Former SA MP in court on blackmail charge

·3-min read

A former South Australian Labor MP and her businessman husband have appeared in court, charged with trying to blackmail state Opposition Leader Peter Malinauskas.

Annabel Digance, 63, and her husband Greg Digance, 60, were arrested on Wednesday at their Strathalbyn home, south of Adelaide, and came before Adelaide Magistrates Court.

They were released on bail with Magistrate John Wells accepting that special circumstances existed, although those circumstances were not disclosed.

Their bail conditions include that they have no contact with Mr Malinauskas, surrender their passports and that they each lodge a $5000 surety with the court in cash.

Mr Wells cautioned them both about complying with their bail conditions.

"If you disobey any of those conditions, you run the risk of being arrested and being remanded in custody," he said.

Details of the allegations against Ms Digance and her husband were not disclosed in court but police said it would be alleged the accused were involved in a common enterprise to obtain a personal gain by threatening to make allegations of alleged misconduct by Mr Malinauskas.

It was understood that benefit involved Ms Digance being placed in a winnable spot on the Legislative Council ticket or being preselected for a safe Labor seat prior to the next state election in March 2022.

"It is important to be clear that the allegations did not relate to any form of criminal behaviour by Mr Malinauskas," police said in a statement.

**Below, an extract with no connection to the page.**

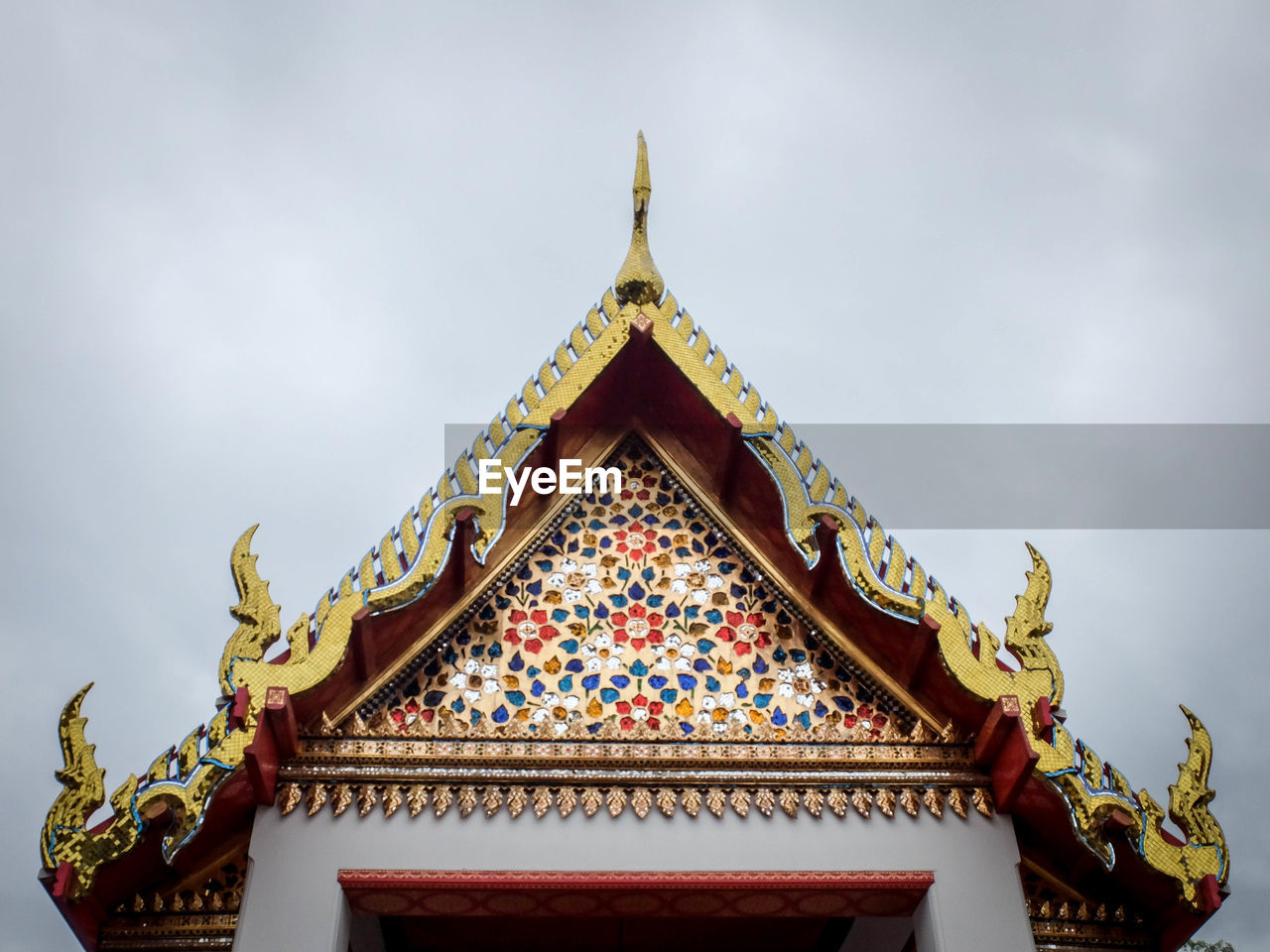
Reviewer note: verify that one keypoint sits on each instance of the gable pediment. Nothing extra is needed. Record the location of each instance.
(634, 616)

"He is not being investigated by SAPOL for any criminal offence and is not suspected of any criminal offence.

"Mr Malinauskas is simply the victim of an alleged blackmail and the details of the allegation will be presented and tested through the prosecution and judicial process."

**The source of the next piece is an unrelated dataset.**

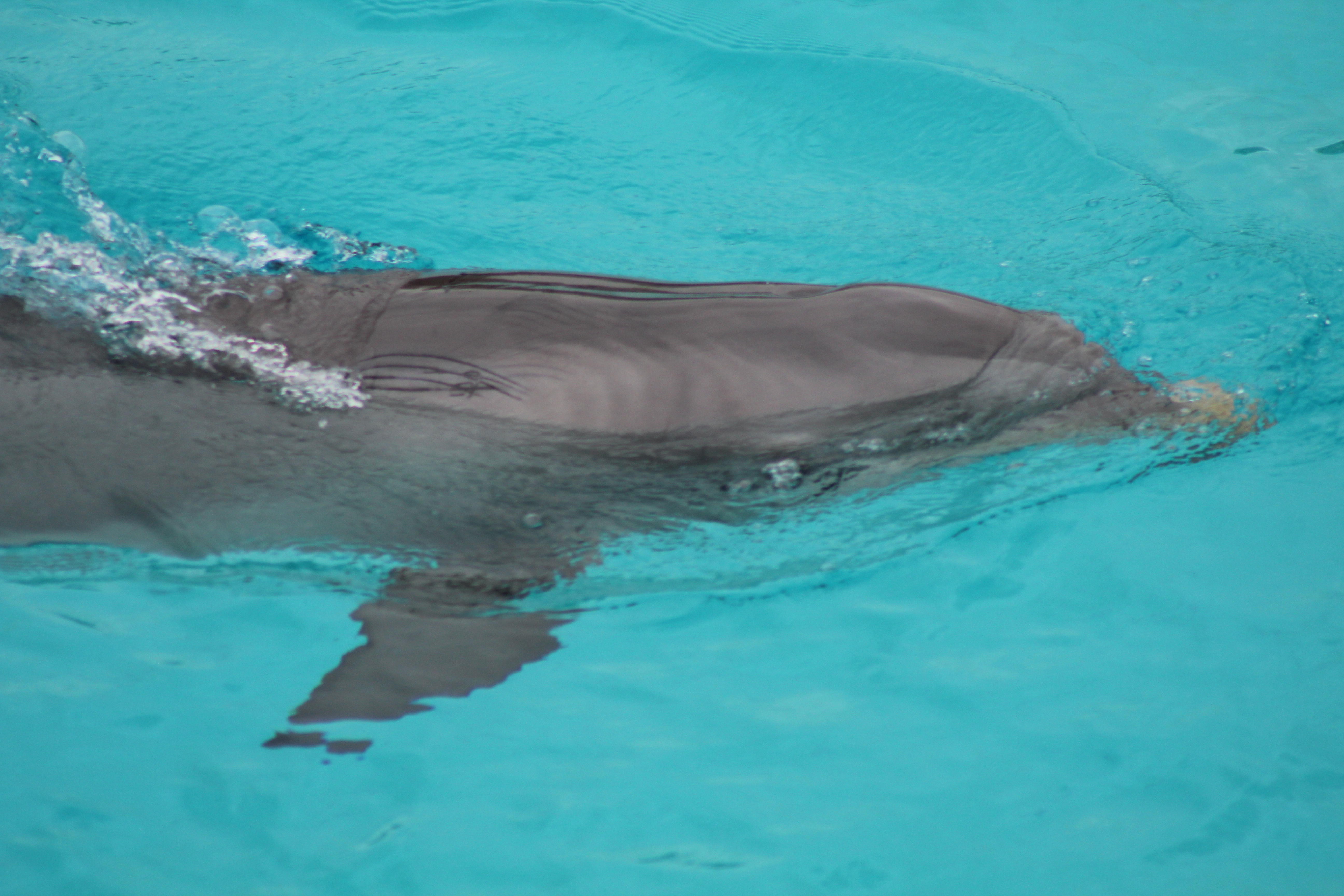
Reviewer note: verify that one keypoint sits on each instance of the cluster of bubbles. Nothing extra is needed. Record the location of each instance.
(68, 256)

The opposition leader first approached police in February last year.

He said he never thought he would find himself involved in such circumstances and reported the matter because it was the "right thing to do".

"It is absolutely critical that every South Australian can have confidence in the integrity of the democratic process," he said.

"That they can have confidence that their members of parliament fulfil their very clear obligations under the law to not look the other way when someone does the wrong thing, to not sweep matters under the carpet."

Mr Malinauskas said he was not in a position to comment on the particulars of the alleged offences but said he witnessed behaviour that he regarded as inappropriate and potentially unlawful.

"I had no choice but to report the conduct that I bore witness to and South Australian police have conducted an investigation accordingly," he said.

Ms Digance previously served in the parliament as the member for Elder from 2014 to 2018, when she lost her seat to the Liberals.

Both her and her husband were ordered to return to court in June.

Before the hearing, Attorney-General Vickie Chapman said the blackmail allegations were "disturbing matters".

But she said the parliament would press on with a select committee inquiry into Labor's conduct during the 2014 election campaign which was established after allegations of bullying, harassment and intimidation within the party.

Ms Digance was among those to raise such issues.

Ms Chapman said the matters to be considered by the committee were separate to those before the court.

"They are, to be clear, independent to what appears to be recent conduct that is alleged in the current blackmail charges against Greg and Annabel Digance," she told reporters.

Ms Chapman said it would be a matter for Ms Digance as to whether she chose to give evidence before the select committee.